Cardiothoracic Theatres

Cardiothoracic Theatre Refurbishment

Project Value: £3.5m

We were initially commissioned to undertake an assessment of reported issues within the department around ventilation using the expertise of our Authorising Engineer. Following initial investigations and reports produced for the client it became clear that some of the issues related to the mechanical plant, but that there were also operational issues due to changes made to the department over the years and the misuse of spaces in the intervening period without fundamentally reviewing the department's ventilation strategy.

Subsequently we were commissioned to provide a full design team to develop these initial investigations and work to RIBA Stage 2/3. The scheme therefore developed into the full replacement of all air handling plant for the department, alongside a programme of alterations and refurbishment work that would address issues around a lack of sterile storage provision that required some significant replanning of the department including a reduction in Theatre numbers from 5 to 4.

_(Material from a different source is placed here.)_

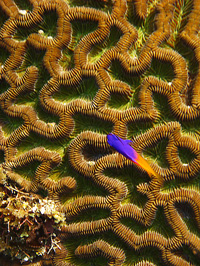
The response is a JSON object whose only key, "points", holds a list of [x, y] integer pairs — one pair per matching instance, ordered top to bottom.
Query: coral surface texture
{"points": [[71, 72]]}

Working closely with the Users and Estates teams we developed a set of Room Layouts and Room Data Sheets to determine the alterations necessary, including detailed surveys of the department to understand the existing provision and what elements could be reused or needed replacement. Alongside this work we developed a series of proposals to refurbish the department whilst undertaking these works to minimise disruption to the department. Working with our Engineers we developed a comprehensive Engineering Strategy for the department, including a new ventilation strategy that complied with the latest HBNs.

Finally we developed a phasing strategy that allowed the department to continue to operate whilst the work was being undertaken. This involve a series of meetings with Users to develop a strategy that allowed them to continue to operate with minimal disruption, taking one theatre suite out of use at a time, working round the department in a logical manner, whilst understanding how the complex interlinked engineering systems could be installed in such a phased manner. This phasing strategy comprised a series of drawings outlining the works in each phase, limitations on operations and segregated contractor and staff routes within the department. This was accompanied with a fully detailed programme including all decanting operations, IT moves and infection control testing prior to bringing areas back into use.